Soaking dry beans over nightbefore cooking

I was taught to throw out (or put in the compost) the water that you had soaked the dry beans in. And use fresh water to cook them. I believe the thought was that if you tossed the soaking water the end product would have less gas. Here in Mexico they don’t throw out the soaking water ( and the beans look beautiful) and there is no gas. But, they do use an herb called epazote which is for removing the gas from beans. So, what do you folks do?

Soaking removes a lot of starch from the beans. The excess starch is the cause of the flatulence. The herb is a caminative, which reduces the production of excess gas. I’ve heard that frequent eating of beans will cause your digestive system to be more effective reducing the amount of gas.

The other advantage of soaking is that it reduces the cooking time.

I rinse 3 times before leaving my beans overnite and then I rinse a couple of times before I cook them the next day and I still get epic gas. YMMV.

I soak overnight and then rinse before cooking them in new water or stock. Recipes I make this way seem to produce notably less flatulence than recipes made with canned beans.

I’ve never cooked with dry beans and not used the overnight soak then rinse method, so no idea how the gassiness compares with those.

Soak and rinse. The “fast soak” method never really works for me.
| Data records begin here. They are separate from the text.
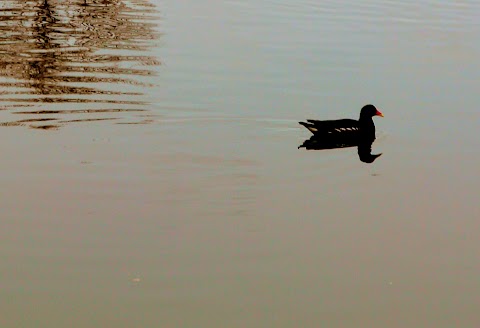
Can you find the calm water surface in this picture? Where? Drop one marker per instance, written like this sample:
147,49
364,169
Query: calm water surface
151,176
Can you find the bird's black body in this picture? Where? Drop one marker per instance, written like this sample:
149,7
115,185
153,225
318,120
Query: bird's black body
345,128
344,133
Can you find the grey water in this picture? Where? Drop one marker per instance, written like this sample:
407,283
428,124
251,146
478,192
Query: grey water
151,175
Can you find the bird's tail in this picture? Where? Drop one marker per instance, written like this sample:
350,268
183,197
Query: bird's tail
310,127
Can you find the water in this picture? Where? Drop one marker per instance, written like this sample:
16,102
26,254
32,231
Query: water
203,212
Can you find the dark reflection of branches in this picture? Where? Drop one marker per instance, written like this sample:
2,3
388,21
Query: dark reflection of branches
49,47
364,145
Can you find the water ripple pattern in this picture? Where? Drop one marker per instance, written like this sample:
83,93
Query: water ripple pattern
69,61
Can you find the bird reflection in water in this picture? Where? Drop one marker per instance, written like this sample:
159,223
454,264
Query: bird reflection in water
332,134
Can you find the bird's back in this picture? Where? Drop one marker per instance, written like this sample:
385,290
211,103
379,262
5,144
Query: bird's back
332,127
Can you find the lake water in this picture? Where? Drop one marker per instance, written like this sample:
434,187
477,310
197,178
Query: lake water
151,176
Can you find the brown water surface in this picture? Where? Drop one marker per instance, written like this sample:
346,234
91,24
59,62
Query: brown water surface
197,209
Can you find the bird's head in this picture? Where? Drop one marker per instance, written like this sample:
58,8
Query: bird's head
369,111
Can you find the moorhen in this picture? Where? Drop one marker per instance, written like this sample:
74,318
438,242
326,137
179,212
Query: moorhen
344,133
346,128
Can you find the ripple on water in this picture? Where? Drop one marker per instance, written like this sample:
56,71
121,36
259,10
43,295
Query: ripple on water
81,61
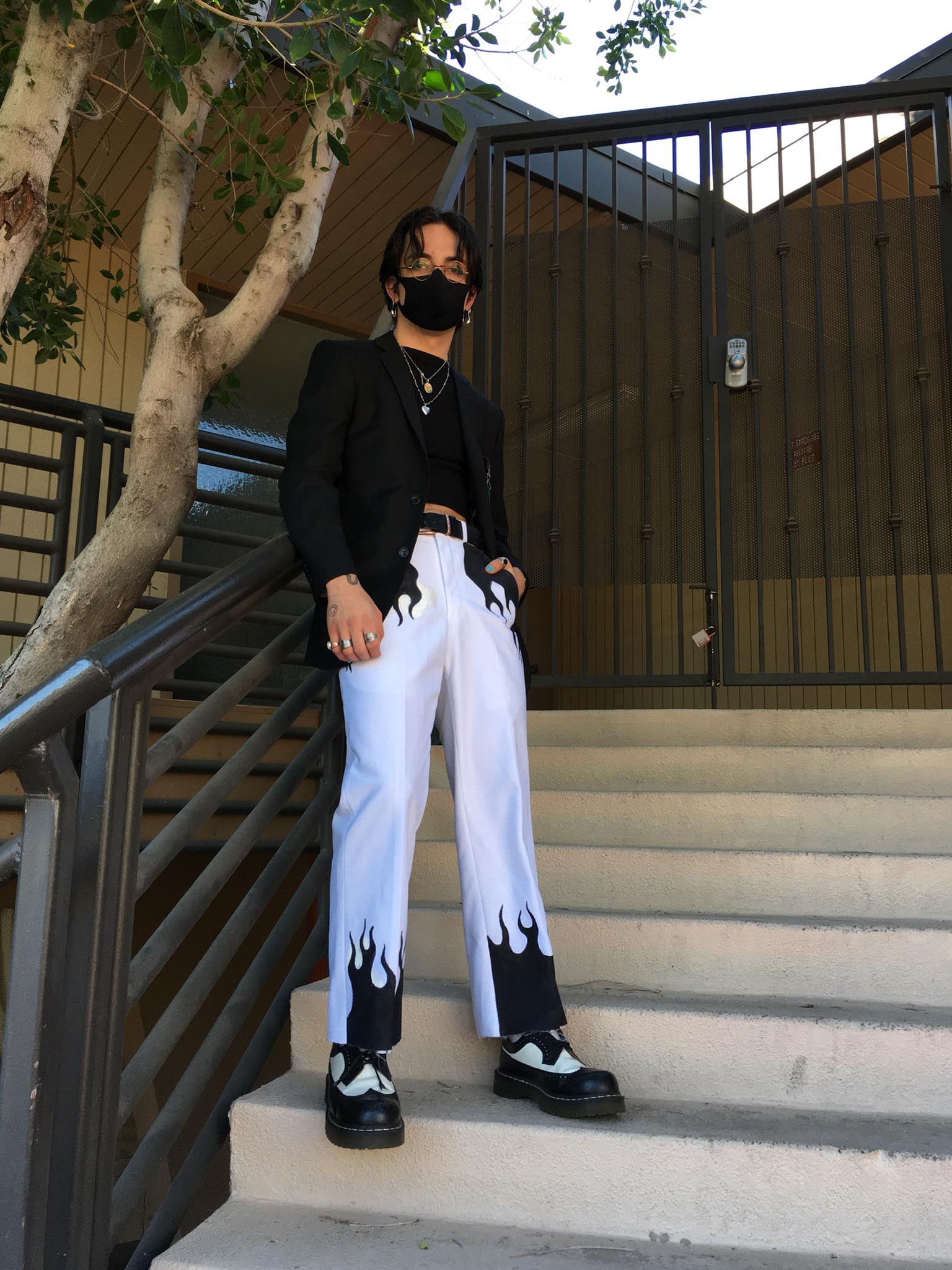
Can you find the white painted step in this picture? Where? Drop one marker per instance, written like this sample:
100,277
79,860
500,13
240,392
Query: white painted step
758,1053
255,1235
757,822
901,963
896,729
798,1183
716,881
731,769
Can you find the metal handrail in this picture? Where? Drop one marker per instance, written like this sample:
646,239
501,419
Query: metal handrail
81,865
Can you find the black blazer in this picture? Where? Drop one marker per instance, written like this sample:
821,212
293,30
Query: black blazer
355,483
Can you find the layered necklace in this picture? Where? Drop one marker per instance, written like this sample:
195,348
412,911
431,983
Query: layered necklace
426,380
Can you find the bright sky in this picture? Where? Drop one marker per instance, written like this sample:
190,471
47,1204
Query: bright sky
731,48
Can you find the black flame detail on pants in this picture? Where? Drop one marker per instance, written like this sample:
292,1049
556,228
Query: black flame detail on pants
475,562
524,985
374,1020
410,586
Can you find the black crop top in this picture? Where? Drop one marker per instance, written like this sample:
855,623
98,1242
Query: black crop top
450,475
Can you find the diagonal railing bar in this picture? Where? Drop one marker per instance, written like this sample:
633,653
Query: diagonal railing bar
195,726
79,863
11,854
168,1124
169,841
168,1030
31,1049
164,1226
173,930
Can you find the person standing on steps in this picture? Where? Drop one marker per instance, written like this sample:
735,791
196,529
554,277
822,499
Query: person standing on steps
392,494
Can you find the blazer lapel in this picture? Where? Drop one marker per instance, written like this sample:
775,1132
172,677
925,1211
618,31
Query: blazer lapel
397,368
470,413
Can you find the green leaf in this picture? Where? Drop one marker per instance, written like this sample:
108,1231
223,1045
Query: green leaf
179,95
97,11
438,81
338,43
454,122
301,43
340,151
174,37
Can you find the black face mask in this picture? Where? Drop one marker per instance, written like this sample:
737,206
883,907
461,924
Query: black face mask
434,303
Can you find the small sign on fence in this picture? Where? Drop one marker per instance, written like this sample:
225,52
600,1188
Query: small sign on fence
805,448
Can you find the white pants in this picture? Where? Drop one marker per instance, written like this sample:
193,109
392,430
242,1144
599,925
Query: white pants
448,653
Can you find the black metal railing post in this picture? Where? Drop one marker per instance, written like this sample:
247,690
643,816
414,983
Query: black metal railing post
32,1053
99,943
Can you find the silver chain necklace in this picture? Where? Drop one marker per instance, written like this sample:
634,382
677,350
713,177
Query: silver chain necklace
427,380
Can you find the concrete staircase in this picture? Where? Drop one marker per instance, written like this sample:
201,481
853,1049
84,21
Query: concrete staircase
752,918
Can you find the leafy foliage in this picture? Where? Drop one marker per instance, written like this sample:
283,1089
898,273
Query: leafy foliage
319,52
45,309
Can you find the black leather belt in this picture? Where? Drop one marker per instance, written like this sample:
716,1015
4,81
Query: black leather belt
444,523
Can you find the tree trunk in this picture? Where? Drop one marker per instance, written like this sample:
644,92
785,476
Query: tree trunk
47,83
187,349
107,579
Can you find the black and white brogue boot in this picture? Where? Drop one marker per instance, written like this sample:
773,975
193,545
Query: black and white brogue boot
361,1099
542,1066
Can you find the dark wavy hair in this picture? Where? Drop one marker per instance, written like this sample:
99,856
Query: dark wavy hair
409,233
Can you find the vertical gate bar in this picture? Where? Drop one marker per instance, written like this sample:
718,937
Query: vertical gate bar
110,833
714,211
118,445
756,389
484,229
526,401
822,403
646,528
35,1049
553,525
500,164
64,492
943,195
677,395
895,516
855,397
584,391
90,475
922,379
792,525
615,534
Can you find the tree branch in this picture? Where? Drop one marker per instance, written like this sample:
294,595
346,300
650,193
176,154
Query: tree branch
288,251
174,173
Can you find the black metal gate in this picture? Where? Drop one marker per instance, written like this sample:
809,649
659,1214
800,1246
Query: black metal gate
806,515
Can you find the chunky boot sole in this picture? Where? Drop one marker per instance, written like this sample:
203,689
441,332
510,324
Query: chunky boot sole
359,1140
573,1108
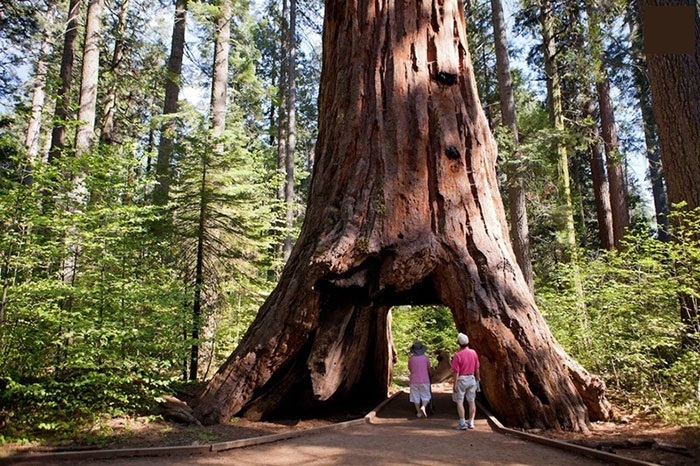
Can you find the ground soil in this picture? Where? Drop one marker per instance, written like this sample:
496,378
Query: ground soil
648,440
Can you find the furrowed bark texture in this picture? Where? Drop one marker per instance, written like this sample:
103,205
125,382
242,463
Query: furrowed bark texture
404,208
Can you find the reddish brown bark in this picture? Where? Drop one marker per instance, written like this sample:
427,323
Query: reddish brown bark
404,208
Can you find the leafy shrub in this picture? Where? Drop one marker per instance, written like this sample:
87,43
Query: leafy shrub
623,321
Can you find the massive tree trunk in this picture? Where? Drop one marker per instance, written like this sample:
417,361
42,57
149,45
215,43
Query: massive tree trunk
85,134
517,200
161,192
62,112
674,76
404,208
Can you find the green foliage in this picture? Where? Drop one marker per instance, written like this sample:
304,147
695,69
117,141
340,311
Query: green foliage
628,328
432,325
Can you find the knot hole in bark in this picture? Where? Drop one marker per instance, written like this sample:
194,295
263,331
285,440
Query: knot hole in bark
448,79
452,153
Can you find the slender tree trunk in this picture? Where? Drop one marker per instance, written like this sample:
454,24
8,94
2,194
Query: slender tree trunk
219,86
291,130
199,272
653,153
166,147
62,111
618,198
675,92
601,191
218,125
556,116
85,134
404,207
517,199
32,140
108,133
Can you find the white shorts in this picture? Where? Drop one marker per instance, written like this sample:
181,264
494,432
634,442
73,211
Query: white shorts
466,388
419,392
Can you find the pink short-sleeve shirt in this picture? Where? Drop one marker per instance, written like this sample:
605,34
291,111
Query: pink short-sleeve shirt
465,361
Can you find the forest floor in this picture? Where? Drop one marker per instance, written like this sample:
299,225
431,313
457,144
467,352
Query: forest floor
640,439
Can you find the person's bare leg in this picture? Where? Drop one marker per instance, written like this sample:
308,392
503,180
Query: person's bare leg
472,412
460,412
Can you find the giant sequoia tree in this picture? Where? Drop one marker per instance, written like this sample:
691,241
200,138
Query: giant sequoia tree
404,208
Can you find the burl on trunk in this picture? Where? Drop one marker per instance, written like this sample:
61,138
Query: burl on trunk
404,208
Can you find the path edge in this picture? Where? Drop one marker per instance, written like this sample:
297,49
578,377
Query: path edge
193,449
560,444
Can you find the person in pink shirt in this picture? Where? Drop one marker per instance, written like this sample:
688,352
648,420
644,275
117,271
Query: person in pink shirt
465,384
419,378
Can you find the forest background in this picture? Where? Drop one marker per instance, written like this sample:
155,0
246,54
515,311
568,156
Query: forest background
154,165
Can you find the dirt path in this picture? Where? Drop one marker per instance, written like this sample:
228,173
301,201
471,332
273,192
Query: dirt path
395,437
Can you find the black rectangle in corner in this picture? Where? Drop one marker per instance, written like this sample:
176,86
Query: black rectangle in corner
669,29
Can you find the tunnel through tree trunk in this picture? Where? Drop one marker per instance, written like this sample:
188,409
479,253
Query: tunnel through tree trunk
404,209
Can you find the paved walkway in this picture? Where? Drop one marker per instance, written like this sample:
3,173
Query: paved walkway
395,437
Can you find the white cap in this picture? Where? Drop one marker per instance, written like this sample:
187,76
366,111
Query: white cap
462,339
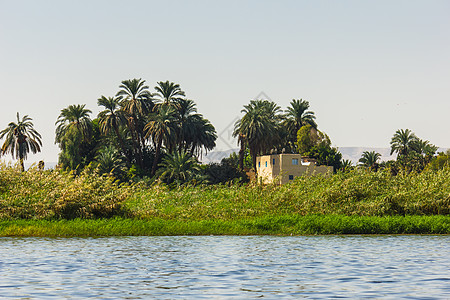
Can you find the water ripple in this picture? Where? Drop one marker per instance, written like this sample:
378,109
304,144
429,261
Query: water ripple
322,267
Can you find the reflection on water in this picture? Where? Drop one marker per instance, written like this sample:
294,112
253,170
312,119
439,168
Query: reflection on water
415,267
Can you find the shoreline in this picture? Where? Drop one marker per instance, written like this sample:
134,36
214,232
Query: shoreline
287,225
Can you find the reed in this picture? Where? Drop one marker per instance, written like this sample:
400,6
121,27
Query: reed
280,225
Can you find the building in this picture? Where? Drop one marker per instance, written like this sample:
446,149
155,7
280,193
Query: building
283,168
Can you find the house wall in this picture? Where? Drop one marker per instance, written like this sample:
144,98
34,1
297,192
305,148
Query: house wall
284,170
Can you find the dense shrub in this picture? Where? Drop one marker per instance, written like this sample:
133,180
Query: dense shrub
57,194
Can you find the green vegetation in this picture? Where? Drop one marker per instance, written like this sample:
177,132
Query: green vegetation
21,138
135,170
58,203
283,225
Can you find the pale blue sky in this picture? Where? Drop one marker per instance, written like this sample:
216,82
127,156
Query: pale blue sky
367,68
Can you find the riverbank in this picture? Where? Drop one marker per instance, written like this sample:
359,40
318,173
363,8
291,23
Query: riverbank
281,225
57,203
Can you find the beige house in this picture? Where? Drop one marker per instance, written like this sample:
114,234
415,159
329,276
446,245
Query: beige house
283,168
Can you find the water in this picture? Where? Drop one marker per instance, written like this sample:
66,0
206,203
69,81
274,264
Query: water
321,267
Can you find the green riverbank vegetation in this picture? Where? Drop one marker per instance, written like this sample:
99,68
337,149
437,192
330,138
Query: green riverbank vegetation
359,201
137,165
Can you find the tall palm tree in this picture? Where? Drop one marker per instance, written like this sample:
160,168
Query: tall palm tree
296,116
137,99
73,117
202,136
370,159
21,138
258,127
186,115
161,128
169,92
112,117
74,127
136,102
402,142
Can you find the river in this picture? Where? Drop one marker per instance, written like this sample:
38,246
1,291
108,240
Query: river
226,267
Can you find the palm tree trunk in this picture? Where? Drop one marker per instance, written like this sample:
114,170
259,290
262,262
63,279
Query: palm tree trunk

I don’t mind gas, so that isn’t a factor.

I soak and rinse, mostly because TTWWADI. I’ve done the fast-soak a couple of times, and the beans taste just as good. But I’m a traditionalist.

I posted another thread a while ago, but I’ll not it here: The SO made some pinto beans seasoned only with salt and liquid smoke. They really tasted as if they had meat in them.

I don’t soak, I do throw out the cooking water.

I cook up a large pot of beans every week. Sometimes I soak, sometimes I don’t. I can’t see a difference in the results.

Epazote has a wonderful flavor to it, but if you are using it, make sure the flavor is compatible with the rest of the seasonings you plan to use.

Another “gas relief” tradition is to use KOMBU in the soaking/cooking water. This is a dried seaweed you can find in Asian ethnic markets and health food stores. Use a piece about three inches long and include in the soaking water. When you drain the beans the next morning, keep the Kombu in the pot, and then add your cooking water/broth and other ingredients. It will disintegrate while cooking, and not add anything appreciable to the flavor, except a negligible amount of sodium.
~VOW

I usually forget to soak, and I’ve never really noticed a difference in gas production.

Same here. Overnight soak, “fast” soak, or no presoak, it all turns out the same for me. The only difference is cooking time between soaked and unsoaked. None of the “anti-gas” herbs (like epazote or savory) do jack shit for me.

I do the fast soak because I can never plan ahead far enough. It’s easy, it’s fast, it works. I’ve never noticed any lessening of gas, though, in any case.

I put dry beans and water on the crockpot and cook on high for six hours, then discard whatever cooking liquid is left. Don’t seem to have problems with gas.

What?

Thanks for your replies, troops. Rather than start a new thread, I have a tangent. I was taught never to salt the beans until they were cooked tender. Reason being is that if you salt them before, they will be tough. What do you folks think?

Disproven. It’s acid that makes beans tough, not salt. In fact, salting the water is the only way to really get the beans salted, as opposed to just the liquid. Cook’s Illustrated did a test on this a few years ago.

They take much longer to cook, I found that out. To me, not salting something (at least a little) at the start of cooking seems counter-intuitive so it was an easy mistake. Once. I don’t salt everything, but definitely soups, stews, etc. Thought of beans the same way, but not after that.

That’s The Way We’ve Aways Done It.

Yup. I have a slow-cooker Indian chickpeas (kabuli chana) recipe that starts from dry chickpeas and includes tomatoes. It takes 14 hours on high to cook through. Throw plain dry chickpeas and water in a crockpot with some salt and you can cook them in a couple hours. I tried this recipe at about 10-11 hours and they were definitely still undercooked.

I guess chemically speaking I don’t understand what the difference between salt and acid could be; they all dissociate into ions. Not disputing Cook’s findings, just wondering what the whole story is. One specific ion does it, I guess?